その一方で、負の側面があることも事実です。今では、知りたいことを調べればすぐに「答え」が見つかります。ですが、それは本当の「答え」なのかというとなかなかそうとも言えません。これは、「フェイクニュース」という言葉が昨今流行っていることからも、あらゆる「情報」に関して言えることですが、それが本当に正しいのか、事実なのかということを確認する必要があります(ファクトチェック)。その際、データによって正しいことを確認できる情報ならよいのですが、聖書の内容について必ずしもいつもデータが揃っているとは限りません。また、実際に自分自身の思いがついて来られるかと言うといつもそうとは言い切れません。例えば、聖書には「悲しむ者は幸いです。その人たちは慰められるからです」(マタイ5:4)とあります。これは確かに真理です。ですが、いざ自分がそのような状況に陥るとしたら、誰でも悲しみたくないと思うのが普通の反応です。なかなか気持ちが追いつきません。

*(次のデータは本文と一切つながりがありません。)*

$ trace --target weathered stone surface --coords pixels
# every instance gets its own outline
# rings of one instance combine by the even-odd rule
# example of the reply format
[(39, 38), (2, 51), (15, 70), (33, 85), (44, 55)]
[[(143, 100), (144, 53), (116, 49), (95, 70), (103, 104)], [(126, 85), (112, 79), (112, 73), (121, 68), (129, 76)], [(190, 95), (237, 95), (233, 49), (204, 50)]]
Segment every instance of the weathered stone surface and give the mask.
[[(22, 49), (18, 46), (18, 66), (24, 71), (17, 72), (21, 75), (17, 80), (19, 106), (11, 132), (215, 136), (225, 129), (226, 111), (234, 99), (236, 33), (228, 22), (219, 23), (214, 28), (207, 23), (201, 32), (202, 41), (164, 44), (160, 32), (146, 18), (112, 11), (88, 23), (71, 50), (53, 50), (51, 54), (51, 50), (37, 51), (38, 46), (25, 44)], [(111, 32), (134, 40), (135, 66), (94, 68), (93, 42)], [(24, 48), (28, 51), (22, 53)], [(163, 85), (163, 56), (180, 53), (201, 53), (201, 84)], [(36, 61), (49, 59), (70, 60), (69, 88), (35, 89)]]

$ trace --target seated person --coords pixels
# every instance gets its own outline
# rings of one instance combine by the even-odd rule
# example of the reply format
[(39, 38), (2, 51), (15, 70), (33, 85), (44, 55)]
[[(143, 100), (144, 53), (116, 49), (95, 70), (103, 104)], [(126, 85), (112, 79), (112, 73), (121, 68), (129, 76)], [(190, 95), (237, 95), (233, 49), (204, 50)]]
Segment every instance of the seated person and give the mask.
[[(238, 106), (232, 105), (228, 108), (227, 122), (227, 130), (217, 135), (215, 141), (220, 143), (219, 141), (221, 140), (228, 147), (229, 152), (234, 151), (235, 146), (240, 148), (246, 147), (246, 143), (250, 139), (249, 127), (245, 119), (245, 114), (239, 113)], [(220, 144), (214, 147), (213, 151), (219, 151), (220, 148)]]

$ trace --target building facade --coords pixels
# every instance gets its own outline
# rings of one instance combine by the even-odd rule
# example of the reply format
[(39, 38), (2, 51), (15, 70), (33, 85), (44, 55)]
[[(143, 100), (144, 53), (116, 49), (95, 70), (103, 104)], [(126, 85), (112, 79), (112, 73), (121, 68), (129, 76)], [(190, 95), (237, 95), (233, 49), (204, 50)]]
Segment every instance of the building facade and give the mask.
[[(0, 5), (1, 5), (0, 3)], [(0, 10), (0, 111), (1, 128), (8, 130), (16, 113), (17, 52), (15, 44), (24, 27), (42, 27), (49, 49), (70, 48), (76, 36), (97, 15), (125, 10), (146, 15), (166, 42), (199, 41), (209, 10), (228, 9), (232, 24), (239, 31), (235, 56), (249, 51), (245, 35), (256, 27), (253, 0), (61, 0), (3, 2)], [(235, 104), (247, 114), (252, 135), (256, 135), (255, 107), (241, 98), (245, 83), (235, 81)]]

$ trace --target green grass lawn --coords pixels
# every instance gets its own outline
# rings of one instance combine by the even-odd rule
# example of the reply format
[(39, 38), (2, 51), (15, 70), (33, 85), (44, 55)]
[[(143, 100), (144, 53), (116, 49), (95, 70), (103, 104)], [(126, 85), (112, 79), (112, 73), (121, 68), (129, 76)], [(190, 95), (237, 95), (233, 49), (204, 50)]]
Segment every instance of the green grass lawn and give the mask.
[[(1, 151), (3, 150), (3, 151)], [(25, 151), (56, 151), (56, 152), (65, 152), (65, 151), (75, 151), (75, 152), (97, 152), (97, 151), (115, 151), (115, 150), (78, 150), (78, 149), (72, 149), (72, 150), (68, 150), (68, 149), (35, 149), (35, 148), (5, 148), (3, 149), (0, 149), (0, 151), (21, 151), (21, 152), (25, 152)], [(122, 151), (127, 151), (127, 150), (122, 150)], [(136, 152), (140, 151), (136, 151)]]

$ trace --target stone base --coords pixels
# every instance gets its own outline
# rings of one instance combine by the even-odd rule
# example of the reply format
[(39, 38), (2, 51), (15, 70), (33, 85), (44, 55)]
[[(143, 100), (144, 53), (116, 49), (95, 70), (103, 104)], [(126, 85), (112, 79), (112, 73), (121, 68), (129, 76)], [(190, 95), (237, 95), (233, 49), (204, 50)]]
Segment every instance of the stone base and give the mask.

ですので、私たちにとって、聖書の言葉を「確かめる」には、実際にそのみことばに生きてみるしかありません。先程の例で言えば、悲しみの中に慰めがあることを信じ、生き続ける中で実際に体験していくことになると思います。形式としての「答え」はいくらでも得ることができますが、実際に自分のものとして受け入れられるかは別の問題のような気がしています。
今は簡単に調べ物ができる時代ですが、一昔前はそうではありませんでした。宗教改革者の一人であるジャン・カルヴァンの著作を読むと、現代のような便利な機器もない時代によくここまで聖書を調べたなと思わずにはいられません。とても緻密に読み込んでいて、聖書全体が頭の中で理路整然と構築されているような、いわばネットワークがあるように思われます。ですが、その神学は単なる机上のものではありません。カルヴァン自身が信仰者として生きるその歩みの中で紡ぎ出されたものです。これはその当時の状況、彼の生涯を知るとよりはっきりわかります。まさに、みことばに生き続ける中で、多くの問題に直面しながらも、聖書の真理を自分の答えとして見つけていったように思われるのです。
この時代にあっても、あらゆる情報に簡単にアクセスできるかもしれませんが、真理を求め続けていくという姿勢はきっと有益なものだと思います。人の受け売りではなく、自分で紡いでいく、あるいは共に紡いでいく一人一人の神学は、決して揺らぐことのない信仰の土台となっていくのではないでしょうか。